1. Method of Exercise; Payment.
(a) Net Issue Exercise. To exercise this Warrant, the Holder shall surrender this Warrant at the principal office of the Company together with the Notice of Exercise. Upon the exercise of the purchase rights represented by this Warrant, in whole or in part, the Holder shall receive the Shares in an amount equal to the value (as determined below) of this Warrant (or the portion thereof being canceled) (“Net Issuance”). If the Warrant is exercised in part only, the Company will, upon exercise, execute and deliver a new Warrant, dated the date hereof evidencing the rights of the Holder thereof to purchase the balance of the Shares purchasable hereunder upon the same terms and conditions set forth herein. In the event the Holder elects to exercise this Warrant pursuant to the terms hereof, the Company shall issue to the Holder a number of Shares computed using the following formula:
X | = | Y (A-B) A | ||||
Where | X | = | the number of Shares to be issued to the Holder. | |||
Y | = | the number of Shares requested to be exercised under this Warrant. | ||||
A | = | the fair market value of one Share of the Company. | ||||
B | = | The Exercise Price (as adjusted to the date of such calculation). |
(b) Fair Market Value. For purposes of this Section 1 and of Section 2 below, the fair market value of the Shares shall be the price per share as determined by the Company’s Board of Directors (the “Board”) in the good faith exercise of its reasonable business judgment; provided, however, that where there exists an active public market for the Ordinary Shares of the Company at the time of Net Issuance (as determined by the Board in the good faith exercise of its reasonable business judgment), fair market value shall mean the average over the preceding twenty (20) trading days (or such fewer number of days the Ordinary Shares have been so traded) of the closing bid and asked prices on the over-the-counter market as published in The Wall Street Journal or any other source as the Board deems reliable, or if then traded on a national securities exchange including, but not limited to, The Nasdaq Stock Market, the average over the preceding twenty (20) trading days (or such fewer number of days as the Ordinary Shares have been so traded) of the high and low prices on the principal national securities exchange on which it is so traded as quoted on such exchange.

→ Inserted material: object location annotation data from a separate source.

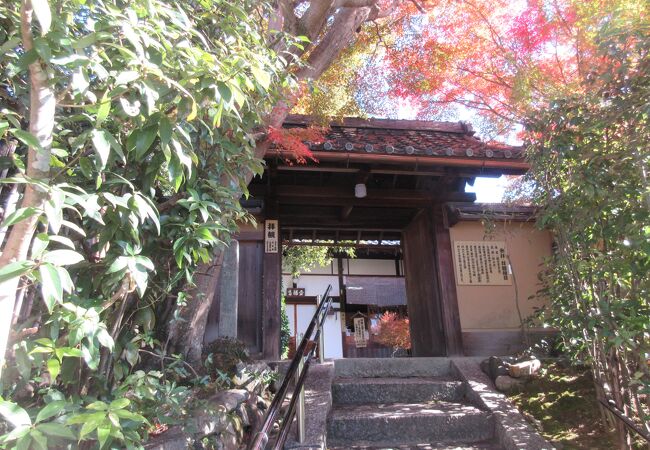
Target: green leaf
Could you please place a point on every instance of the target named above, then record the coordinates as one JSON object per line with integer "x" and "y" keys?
{"x": 119, "y": 403}
{"x": 14, "y": 414}
{"x": 19, "y": 215}
{"x": 224, "y": 91}
{"x": 51, "y": 288}
{"x": 56, "y": 430}
{"x": 102, "y": 146}
{"x": 105, "y": 338}
{"x": 126, "y": 414}
{"x": 103, "y": 109}
{"x": 86, "y": 167}
{"x": 15, "y": 269}
{"x": 103, "y": 433}
{"x": 126, "y": 77}
{"x": 94, "y": 420}
{"x": 143, "y": 141}
{"x": 98, "y": 406}
{"x": 43, "y": 14}
{"x": 26, "y": 138}
{"x": 50, "y": 410}
{"x": 54, "y": 367}
{"x": 165, "y": 130}
{"x": 63, "y": 257}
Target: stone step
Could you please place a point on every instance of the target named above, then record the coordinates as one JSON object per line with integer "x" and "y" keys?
{"x": 392, "y": 367}
{"x": 485, "y": 445}
{"x": 408, "y": 423}
{"x": 348, "y": 391}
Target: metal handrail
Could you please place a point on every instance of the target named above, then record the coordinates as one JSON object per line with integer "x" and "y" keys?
{"x": 297, "y": 370}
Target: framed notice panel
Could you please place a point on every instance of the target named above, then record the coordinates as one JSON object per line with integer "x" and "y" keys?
{"x": 481, "y": 263}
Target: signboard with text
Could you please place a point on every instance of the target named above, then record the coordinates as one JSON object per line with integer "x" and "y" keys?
{"x": 360, "y": 333}
{"x": 295, "y": 292}
{"x": 481, "y": 263}
{"x": 271, "y": 236}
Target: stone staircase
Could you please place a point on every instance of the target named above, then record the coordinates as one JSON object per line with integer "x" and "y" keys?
{"x": 404, "y": 404}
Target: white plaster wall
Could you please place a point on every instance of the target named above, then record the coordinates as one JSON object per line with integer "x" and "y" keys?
{"x": 370, "y": 267}
{"x": 331, "y": 328}
{"x": 494, "y": 307}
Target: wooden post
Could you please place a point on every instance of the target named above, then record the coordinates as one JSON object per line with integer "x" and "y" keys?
{"x": 447, "y": 283}
{"x": 271, "y": 285}
{"x": 422, "y": 291}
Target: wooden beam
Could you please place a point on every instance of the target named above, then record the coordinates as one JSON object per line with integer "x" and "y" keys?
{"x": 391, "y": 170}
{"x": 507, "y": 166}
{"x": 344, "y": 196}
{"x": 345, "y": 212}
{"x": 392, "y": 124}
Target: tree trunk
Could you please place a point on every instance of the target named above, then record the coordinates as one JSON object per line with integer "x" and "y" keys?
{"x": 41, "y": 124}
{"x": 187, "y": 337}
{"x": 186, "y": 334}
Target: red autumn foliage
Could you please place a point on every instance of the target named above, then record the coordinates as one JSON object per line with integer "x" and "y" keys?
{"x": 393, "y": 331}
{"x": 292, "y": 141}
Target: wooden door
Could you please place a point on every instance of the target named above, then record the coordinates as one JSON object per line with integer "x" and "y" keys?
{"x": 249, "y": 308}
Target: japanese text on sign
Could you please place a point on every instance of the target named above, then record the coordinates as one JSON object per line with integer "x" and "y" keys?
{"x": 360, "y": 333}
{"x": 481, "y": 263}
{"x": 271, "y": 236}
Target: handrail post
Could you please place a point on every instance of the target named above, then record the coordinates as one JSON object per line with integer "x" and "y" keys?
{"x": 321, "y": 345}
{"x": 300, "y": 408}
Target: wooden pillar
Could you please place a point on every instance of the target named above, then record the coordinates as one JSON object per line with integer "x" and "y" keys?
{"x": 431, "y": 286}
{"x": 271, "y": 285}
{"x": 447, "y": 283}
{"x": 422, "y": 292}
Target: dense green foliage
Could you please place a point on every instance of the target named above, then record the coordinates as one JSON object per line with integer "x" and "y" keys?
{"x": 590, "y": 167}
{"x": 157, "y": 105}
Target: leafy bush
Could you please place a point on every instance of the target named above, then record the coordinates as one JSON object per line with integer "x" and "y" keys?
{"x": 590, "y": 165}
{"x": 143, "y": 118}
{"x": 393, "y": 331}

(c) Share Certificates. In the event of any exercise of the rights represented by this Warrant, the Company shall within a reasonable time deliver to the Holder certificates for the Shares so purchased and, unless this Warrant has been fully exercised or has expired, shall within such time issue and deliver to the Holder a new Warrant in like tenor as this Warrant representing the Shares with respect to which this Warrant shall not have been exercised.
(d) Shares Fully Paid. The Company covenants that all Shares which may be issued upon the exercise of rights represented by this Warrant will, upon exercise of the rights represented by this Warrant, be duly authorized, validly issued, fully paid and nonassessable and free from all taxes, liens and charges with respect to the issue thereof (other than taxes with respect to any transfer occurring contemporaneously with such issue).
2. No Fractional Shares or Scrip. No fractional shares or scrip representing fractional shares shall be issued upon the exercise of this Warrant. With respect to any fractional shares called for upon exercise hereof, the Company will pay to the Holder an amount equal to such fraction multiplied by the fair market value of one Share, as determined in accordance with Section 1(b) hereof.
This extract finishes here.